One of our readers recommended a fascinating and important article on health care economics, “The Cost Conundrum,” in The New Yorker. It’s by Atul Gawande, a surgeon and a professor of public health and surgery at Harvard.
Gawande contrasts McAllen, Texas, which has some of the highest health care costs in the country, with El Paso, Texas, a demographically similar city with moderate health care costs, and with low-cost communities such as Rochester, Minnesota (home of the Mayo Clinic) and Grand Junction, Colorado. To simplify greatly, his conclusion is that the medical community in McAllen practices medicine as a business, while the community in Rochester or Grand Junction practices it as a way of improving health. But the aberration isn’t the profit-loving doctors of McAllen; it’s all the doctors who are not out there maximizing profits.
The real puzzle of American health care, I realized on the airplane home, is not why McAllen is different from El Paso. It’s why El Paso isn’t like McAllen. Every incentive in the system is an invitation to go the way McAllen has gone.
And the prognosis is not good:
In the war over the culture of medicine—the war over whether our country’s anchor model will be Mayo or McAllen—the Mayo model is losing. In the sharpest economic downturn that our health system has faced in half a century, many people in medicine don’t see why they should do the hard work of organizing themselves in ways that reduce waste and improve quality if it means sacrificing revenue.
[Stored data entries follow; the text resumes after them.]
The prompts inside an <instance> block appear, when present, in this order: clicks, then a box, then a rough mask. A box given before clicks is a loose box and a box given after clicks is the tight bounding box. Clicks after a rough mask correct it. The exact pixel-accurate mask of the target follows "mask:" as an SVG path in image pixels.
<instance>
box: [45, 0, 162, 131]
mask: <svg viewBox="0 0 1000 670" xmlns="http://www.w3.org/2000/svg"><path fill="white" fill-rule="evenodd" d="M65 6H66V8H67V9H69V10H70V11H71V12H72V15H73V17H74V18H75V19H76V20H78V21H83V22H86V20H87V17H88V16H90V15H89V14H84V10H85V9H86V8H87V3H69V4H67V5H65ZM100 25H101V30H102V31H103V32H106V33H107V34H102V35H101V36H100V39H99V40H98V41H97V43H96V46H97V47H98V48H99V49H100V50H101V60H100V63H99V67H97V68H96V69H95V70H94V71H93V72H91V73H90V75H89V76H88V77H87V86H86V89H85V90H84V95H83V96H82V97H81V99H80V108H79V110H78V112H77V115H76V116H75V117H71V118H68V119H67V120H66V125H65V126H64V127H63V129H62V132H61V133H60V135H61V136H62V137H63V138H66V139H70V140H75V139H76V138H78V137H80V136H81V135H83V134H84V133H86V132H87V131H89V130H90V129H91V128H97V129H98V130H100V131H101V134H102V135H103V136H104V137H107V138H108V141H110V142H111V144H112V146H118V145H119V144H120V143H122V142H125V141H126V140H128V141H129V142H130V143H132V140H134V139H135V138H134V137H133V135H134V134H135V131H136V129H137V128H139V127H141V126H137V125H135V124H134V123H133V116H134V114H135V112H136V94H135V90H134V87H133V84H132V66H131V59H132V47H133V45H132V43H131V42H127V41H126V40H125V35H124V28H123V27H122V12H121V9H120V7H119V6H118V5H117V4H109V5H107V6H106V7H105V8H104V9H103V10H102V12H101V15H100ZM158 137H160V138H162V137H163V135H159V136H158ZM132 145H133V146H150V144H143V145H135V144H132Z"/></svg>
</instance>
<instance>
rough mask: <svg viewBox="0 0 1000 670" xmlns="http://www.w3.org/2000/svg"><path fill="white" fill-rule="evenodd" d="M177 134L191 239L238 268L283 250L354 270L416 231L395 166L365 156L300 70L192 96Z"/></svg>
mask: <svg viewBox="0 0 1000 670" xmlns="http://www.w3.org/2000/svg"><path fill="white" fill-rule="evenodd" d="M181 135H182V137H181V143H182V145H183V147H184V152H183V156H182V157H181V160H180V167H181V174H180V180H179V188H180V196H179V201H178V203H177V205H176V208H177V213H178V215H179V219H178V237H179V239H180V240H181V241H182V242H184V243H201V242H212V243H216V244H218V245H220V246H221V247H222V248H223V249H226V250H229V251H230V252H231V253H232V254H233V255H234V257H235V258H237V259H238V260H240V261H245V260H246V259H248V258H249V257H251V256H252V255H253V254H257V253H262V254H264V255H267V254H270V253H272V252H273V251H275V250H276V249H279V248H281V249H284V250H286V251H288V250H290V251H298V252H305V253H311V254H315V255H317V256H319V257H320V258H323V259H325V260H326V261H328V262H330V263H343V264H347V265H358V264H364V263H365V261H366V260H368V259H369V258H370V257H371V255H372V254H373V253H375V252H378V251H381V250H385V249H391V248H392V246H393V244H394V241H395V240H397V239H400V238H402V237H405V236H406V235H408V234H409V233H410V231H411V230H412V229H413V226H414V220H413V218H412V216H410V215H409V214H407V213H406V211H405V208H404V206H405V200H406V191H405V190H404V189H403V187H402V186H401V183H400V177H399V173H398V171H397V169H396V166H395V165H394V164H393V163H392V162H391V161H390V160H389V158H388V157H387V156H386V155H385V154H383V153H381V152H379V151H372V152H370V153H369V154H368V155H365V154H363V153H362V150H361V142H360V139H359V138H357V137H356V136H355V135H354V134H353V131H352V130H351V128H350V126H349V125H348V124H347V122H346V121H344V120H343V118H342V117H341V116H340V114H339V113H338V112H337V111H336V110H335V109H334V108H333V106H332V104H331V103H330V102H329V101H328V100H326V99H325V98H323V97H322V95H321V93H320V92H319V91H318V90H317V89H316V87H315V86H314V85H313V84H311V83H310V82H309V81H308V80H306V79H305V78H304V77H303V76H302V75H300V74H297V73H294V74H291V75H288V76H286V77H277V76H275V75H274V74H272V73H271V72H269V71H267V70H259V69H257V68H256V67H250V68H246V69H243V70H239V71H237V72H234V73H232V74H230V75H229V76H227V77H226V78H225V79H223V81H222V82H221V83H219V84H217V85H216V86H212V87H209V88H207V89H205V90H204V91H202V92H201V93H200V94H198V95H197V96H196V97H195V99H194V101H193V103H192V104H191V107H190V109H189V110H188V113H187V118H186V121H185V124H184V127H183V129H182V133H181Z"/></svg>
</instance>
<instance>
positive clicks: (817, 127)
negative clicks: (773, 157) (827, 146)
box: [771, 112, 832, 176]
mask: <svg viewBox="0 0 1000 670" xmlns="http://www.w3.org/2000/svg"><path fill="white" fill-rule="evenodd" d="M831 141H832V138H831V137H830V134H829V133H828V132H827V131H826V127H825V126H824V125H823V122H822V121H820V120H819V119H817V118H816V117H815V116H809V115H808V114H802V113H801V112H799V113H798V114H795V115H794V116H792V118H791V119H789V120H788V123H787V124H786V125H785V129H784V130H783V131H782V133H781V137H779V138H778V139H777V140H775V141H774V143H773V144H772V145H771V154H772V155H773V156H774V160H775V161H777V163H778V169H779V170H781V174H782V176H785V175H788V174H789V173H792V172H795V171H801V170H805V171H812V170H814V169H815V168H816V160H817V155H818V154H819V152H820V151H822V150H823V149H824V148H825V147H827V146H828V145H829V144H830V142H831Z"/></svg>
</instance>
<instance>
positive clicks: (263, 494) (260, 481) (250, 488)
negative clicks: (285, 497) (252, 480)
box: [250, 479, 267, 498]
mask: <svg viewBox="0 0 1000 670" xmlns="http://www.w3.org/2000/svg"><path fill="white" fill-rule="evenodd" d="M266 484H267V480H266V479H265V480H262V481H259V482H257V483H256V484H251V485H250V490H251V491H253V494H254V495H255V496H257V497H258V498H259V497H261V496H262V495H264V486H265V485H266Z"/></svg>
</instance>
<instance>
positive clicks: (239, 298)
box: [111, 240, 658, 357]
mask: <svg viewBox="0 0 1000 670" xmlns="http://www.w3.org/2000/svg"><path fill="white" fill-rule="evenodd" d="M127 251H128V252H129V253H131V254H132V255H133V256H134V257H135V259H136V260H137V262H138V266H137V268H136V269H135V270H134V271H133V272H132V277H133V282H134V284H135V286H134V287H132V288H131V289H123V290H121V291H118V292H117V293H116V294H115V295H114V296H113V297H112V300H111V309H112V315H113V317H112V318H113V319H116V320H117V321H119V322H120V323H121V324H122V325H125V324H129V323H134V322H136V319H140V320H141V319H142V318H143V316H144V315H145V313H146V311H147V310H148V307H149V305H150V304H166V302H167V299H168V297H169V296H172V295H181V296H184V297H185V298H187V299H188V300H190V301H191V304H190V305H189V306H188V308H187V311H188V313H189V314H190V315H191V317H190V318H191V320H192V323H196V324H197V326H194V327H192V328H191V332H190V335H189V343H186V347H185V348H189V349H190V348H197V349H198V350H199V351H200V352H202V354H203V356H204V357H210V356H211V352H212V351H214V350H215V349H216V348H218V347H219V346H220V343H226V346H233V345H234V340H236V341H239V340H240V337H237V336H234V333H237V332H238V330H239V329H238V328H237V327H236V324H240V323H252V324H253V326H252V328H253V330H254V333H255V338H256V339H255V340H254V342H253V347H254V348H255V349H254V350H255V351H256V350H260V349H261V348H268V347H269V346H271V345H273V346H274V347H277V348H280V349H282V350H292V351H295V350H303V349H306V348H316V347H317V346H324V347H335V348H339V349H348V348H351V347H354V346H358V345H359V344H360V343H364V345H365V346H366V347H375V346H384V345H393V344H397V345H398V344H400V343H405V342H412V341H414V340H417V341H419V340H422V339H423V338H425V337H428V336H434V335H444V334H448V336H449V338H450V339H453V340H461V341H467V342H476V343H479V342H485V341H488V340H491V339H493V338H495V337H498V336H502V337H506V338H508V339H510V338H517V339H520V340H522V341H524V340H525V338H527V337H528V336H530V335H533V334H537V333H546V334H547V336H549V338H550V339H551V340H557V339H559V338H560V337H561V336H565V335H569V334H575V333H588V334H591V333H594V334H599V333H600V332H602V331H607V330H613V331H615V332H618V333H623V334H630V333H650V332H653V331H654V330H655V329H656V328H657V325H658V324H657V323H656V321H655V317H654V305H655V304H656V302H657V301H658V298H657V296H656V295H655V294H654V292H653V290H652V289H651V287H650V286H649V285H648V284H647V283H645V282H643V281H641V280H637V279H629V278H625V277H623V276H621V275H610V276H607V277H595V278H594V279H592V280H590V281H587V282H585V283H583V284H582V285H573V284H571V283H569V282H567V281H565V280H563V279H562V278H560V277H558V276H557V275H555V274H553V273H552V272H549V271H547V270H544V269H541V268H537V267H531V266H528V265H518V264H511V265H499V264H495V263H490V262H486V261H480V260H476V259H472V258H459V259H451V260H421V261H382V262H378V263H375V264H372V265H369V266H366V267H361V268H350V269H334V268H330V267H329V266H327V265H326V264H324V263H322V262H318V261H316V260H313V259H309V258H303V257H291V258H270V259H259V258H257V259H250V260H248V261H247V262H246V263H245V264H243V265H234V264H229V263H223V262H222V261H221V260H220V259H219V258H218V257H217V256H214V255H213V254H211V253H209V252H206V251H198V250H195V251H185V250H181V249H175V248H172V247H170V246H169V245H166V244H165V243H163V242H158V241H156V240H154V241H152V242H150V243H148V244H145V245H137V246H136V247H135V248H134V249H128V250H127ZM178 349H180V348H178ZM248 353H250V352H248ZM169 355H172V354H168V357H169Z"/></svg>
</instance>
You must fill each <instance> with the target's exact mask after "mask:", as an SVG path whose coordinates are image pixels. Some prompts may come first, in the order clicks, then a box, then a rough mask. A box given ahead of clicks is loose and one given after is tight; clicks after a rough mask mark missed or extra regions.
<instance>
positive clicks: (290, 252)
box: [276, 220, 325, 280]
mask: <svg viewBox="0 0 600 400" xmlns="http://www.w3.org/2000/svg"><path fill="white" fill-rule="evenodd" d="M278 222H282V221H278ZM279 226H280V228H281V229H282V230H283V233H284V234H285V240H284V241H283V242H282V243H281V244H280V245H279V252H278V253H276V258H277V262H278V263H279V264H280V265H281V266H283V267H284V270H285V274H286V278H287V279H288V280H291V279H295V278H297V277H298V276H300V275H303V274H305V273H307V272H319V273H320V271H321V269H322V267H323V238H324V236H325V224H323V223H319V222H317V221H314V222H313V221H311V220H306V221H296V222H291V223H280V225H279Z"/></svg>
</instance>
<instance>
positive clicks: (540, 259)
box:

In short, we have a health care system that motivates doctors to behave like businessmen and maximize their revenues from patients. In the long run, those incentives are wearing down whatever ethic of professionalism or feelings of altruism lead doctors to behave differently. But while the pursuit of profit in the free market is supposed to benefit the public – and probably does in most areas – here it has led to an explosion of costs with no measurable improvement in health care outcomes.
Let’s go out on a long excerpt designed to motivate you to read the whole article:
We are witnessing a battle for the soul of American medicine. Somewhere in the United States at this moment, a patient with chest pain, or a tumor, or a cough is seeing a doctor. And the damning question we have to ask is whether the doctor is set up to meet the needs of the patient, first and foremost, or to maximize revenue.
There is no insurance system that will make the two aims match perfectly. But having a system that does so much to misalign them has proved disastrous. As economists have often pointed out, we pay doctors for quantity, not quality. As they point out less often, we also pay them as individuals, rather than as members of a team working together for their patients. Both practices have made for serious problems.
Providing health care is like building a house. The task requires experts, expensive equipment and materials, and a huge amount of coördination. Imagine that, instead of paying a contractor to pull a team together and keep them on track, you paid an electrician for every outlet he recommends, a plumber for every faucet, and a carpenter for every cabinet. Would you be surprised if you got a house with a thousand outlets, faucets, and cabinets, at three times the cost you expected, and the whole thing fell apart a couple of years later? Getting the country’s best electrician on the job (he trained at Harvard, somebody tells you) isn’t going to solve this problem. Nor will changing the person who writes him the check.